Ihre Finger ertasten Krebs
Marie-Luise Voll (57) ist blind. Doch aus ihrem Handicap machte sie einen Beruf: als Tastuntersucherin in der Brustkrebsvorsorge.
Wuppertal/Duisburg. Die Diagnose traf Marie-Luise Voll völlig unerwartet. Eigentlich war die damals 50-Jährige nur zum Augenarzt gegangen, weil sie eine neue Brille brauchte, doch nach der Untersuchung stand fest: Die Wuppertalerin hat Grünen Star - eine schwere Erkrankung der Sehnerven, die zur Erblindung führen kann. Für Marie-Luise Voll, die in ihrer Freizeit am liebsten stundenlang in der Uni-Bibliothek schmökerte, eine Katstrophe. Medikamente verlangsamen den Krankheitsverlauf, und Marie-Luise Voll, die im Altenzentrum Augustinusstift als Pflegerin arbeitet, verdrängt die Gedanken daran, dass es tatsächlich einmal soweit kommen könnte. "Man geht ja nicht vom Schlimmsten aus", sagt sie heute.
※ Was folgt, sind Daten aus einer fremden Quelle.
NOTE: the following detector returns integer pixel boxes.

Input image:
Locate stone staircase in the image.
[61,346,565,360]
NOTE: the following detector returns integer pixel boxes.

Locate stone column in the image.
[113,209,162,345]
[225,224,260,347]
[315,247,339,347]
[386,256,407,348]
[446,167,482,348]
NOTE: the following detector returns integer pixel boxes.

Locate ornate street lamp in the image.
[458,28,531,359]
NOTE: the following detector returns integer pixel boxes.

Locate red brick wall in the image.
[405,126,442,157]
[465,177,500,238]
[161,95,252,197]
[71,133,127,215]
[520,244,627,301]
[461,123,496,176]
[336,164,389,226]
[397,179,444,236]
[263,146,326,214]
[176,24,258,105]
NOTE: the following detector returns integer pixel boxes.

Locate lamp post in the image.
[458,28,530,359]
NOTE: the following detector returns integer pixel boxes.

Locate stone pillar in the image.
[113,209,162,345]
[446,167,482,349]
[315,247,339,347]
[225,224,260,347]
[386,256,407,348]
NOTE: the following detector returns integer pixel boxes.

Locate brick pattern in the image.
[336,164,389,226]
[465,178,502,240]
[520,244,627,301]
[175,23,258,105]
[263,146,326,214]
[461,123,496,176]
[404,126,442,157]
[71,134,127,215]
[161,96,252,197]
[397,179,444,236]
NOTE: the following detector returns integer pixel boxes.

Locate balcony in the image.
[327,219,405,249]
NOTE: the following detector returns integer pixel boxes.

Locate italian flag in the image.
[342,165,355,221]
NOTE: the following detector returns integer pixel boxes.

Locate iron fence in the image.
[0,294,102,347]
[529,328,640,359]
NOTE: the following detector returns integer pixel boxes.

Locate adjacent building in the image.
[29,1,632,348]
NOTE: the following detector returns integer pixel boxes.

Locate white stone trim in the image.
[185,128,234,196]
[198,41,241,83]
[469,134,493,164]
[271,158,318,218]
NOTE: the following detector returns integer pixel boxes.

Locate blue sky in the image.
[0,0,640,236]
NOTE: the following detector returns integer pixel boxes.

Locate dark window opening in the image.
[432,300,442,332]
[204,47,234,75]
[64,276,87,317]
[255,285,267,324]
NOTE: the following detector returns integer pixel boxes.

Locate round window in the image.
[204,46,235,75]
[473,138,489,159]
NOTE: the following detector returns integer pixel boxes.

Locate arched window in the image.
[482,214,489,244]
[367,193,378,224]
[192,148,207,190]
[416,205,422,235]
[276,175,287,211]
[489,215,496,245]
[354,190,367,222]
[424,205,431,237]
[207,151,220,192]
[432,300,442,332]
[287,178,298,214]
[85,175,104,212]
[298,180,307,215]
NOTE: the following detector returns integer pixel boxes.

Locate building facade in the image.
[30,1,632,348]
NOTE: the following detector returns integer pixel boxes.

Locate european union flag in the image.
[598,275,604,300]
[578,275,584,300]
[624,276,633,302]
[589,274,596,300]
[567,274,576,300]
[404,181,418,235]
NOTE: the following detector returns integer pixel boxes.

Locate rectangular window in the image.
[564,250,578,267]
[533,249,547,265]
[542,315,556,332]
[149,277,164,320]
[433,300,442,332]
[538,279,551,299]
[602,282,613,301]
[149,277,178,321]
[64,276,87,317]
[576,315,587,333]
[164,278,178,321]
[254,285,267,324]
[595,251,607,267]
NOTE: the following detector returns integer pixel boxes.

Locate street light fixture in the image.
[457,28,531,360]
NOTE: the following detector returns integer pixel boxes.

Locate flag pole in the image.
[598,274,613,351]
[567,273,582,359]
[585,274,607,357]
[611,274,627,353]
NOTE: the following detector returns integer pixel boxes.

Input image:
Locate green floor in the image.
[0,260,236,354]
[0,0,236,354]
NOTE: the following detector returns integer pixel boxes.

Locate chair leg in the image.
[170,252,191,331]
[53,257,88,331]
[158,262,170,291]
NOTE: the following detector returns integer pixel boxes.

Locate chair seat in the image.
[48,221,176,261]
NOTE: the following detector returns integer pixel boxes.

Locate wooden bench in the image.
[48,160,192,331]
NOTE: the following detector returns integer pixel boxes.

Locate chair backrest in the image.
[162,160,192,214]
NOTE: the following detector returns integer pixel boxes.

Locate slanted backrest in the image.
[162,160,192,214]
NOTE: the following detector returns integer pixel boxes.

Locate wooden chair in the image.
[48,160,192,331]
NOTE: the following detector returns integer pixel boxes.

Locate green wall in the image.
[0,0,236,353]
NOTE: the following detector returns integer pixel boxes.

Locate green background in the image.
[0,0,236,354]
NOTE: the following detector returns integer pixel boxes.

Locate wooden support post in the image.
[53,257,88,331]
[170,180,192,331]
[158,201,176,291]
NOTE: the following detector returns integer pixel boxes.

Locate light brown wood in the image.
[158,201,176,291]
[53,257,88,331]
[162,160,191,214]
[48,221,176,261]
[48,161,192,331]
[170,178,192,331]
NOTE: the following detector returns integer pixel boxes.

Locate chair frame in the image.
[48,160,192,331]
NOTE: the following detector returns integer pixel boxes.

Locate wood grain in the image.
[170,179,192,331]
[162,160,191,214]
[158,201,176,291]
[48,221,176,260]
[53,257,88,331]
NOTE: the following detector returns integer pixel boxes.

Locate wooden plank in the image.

Doch ihre Sehkraft lässt immer mehr nach, bis sie schließlich selbst mit einer Lupe nicht mehr lesen kann. Ihren Beruf als Krankenschwester muss sie 2006 aufgeben. "Wie es weitergehen soll, wusste ich nicht. Hoffnung auf einen neuen Job hatte eigentlich nicht mehr." Die Arbeitsagentur schickt sie zur Reha ins Berufsförderungswerk Düren, eine Einrichtung für blinde und sehbehinderte Menschen. Dort lernt sie, mit ihren Fingern die Blindenschrift zu lesen und mit ihrem Handicap umzugehen. Doch nicht nur das: Dort hört sie auch von einem Pilotprojekt, bei dem blinde Frauen zu Medizinischen Tastuntersucherinnen (MTU) ausgebildet werden, um in der Brustkrebsvorsorge eingesetzt zu werden.
Neun Monate dauerte die Ausbildung, bei der die Tasterinnen lernen kleinste Auffälligkeiten im Brustgewebe zu ertasten. Entwickelt wurde die Methode von dem Duisburger Gynäkologen Frank Hoffmann, der als Projektleiter in seiner Praxis auch einen Praktikumsplatz zu Verfügung stellte. "Eigentlich wollte ich nicht nach Duisburg, aber im Bergischen gab es eine solche Stelle nicht", erzählt Marie-Luise Voll.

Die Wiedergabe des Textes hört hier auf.